Much like the trees, he is in for an unpleasant surprise.

Mona is one of the female characters which gives some credence to the idea
that Wolfe's portrayal of women can be problematic, as clearly the dominant
and controlling motivation for her betrayal is fear. Given the
self-sacrificing motives of the protagonist, her betrayal is especially
unsympathetic.


 NAMES


 Interestingly, the main character, who decides on rebellion by breaking up
his own city and returning to a more simple manner of living, is never
given a name. He is referred to as “Honey”, “Darling”, or “young man” by
others.

His wife Mona's name has multiple possible meanings. Perhaps the most
apposite is that of the Greek word for monad, meaning “singular” or “one”.
Mona can also be a female derivative of Simon, which can mean “God has
heard.”

Adrian can imply “dark” or, in its Latin origin, “of the Adriatic” -
certainly appropriate given both the baby's fate and the watery setting.

The opposing city, *Les Sables-D'Olonne*, is a real seaside town in Western
France on the Atlantic, and its meaning is “the sands of Olonne”. This
clearly sets the world as “ours”. It does not seem possible to identify
which (probably coastal) town our point of view characters live upon, as it
seems the portions of the continent which have been broken apart and stayed
afloat have been doing so for generations.

A man named Parsons shows him the city in their path – and this
occupational surname indicates someone in a parson's household or a close
family member of a parson. The geologist he phoned, Dr. Lantz, has a name
which implies “land” or “territory”.

The friend of our narrator who also works as a geologist is identified as
Martin Sutton. Martin means “warring” or “warrior of Mars” and Sutton can
imply “southern town” or someone from that town.

The woman who drives his wife to the hospital, Edith Benson, has a first
name which is derived from an Old English name meaning “wealth” and “war”.
Her last name can imply the son of Ben (which in turns means “son of the
south” or “son of the right hand”).

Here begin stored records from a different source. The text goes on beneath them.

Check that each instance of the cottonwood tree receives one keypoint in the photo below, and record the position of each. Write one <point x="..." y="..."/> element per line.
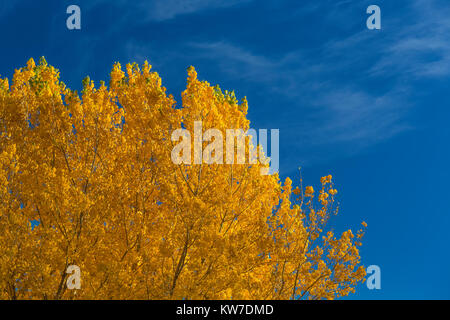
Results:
<point x="86" y="179"/>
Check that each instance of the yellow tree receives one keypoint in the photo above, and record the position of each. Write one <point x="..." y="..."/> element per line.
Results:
<point x="87" y="179"/>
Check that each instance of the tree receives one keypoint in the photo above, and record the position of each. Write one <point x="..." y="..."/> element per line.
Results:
<point x="88" y="180"/>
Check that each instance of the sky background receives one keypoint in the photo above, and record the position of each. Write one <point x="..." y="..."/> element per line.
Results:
<point x="370" y="107"/>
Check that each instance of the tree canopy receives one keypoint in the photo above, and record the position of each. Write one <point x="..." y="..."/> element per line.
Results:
<point x="87" y="179"/>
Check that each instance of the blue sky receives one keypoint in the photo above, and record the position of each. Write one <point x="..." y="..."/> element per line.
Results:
<point x="368" y="106"/>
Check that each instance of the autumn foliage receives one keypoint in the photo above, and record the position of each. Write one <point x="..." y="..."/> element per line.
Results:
<point x="87" y="179"/>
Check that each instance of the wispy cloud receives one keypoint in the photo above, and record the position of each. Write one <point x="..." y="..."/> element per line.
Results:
<point x="348" y="93"/>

Thus we have two names meaning the same
thing: war and the south. Clearly this future is headed for a destructive
war even if the two land masses eventually collide.

 UNANSWERED QUESTIONS:

 Why have the continents been sundered, with small portions still adrift?
Are there any larger land masses? While it is clearly our future, has a
true catastrophe like nuclear war served to break apart the continents into
small, porous sections? Judging from the thematic undercurrent of the story
(that those in power would rather risk absolute destruction than
voluntarily give up an iota of control or allow a concession) a
technological weapon employed during war might be a viable reason for the
current state of the world.


 UNANSWERED QUESTIONS:


 Is there any way to determine which city our characters live upon? They
eat wieners and sauerkraut, but there is little reason to believe that it
is necessarily German or even European, though it was perhaps originally a
coastal city.


 CONNECTION WITH OTHER WORKS


 Certainly this bears a superficial resemblance to Wolfe's other “floating
city” story: “Civis Laputus Sum”. However, this has more in common with the
slightly more libertarian themes of his later fiction, such as “Viewpoint”
and even, more subtly, “Bloodsport”. The infinite vastness of the ocean is
on display in many of Wolfe's important works. His treatment of the abyss
of space seems inimically more “parasitic” and transformative to humans but
has the same feel of isolation. Looking at parallels such as “Silhouette”,
“Alien Stones”, or “Leif in the Wind” might be interesting.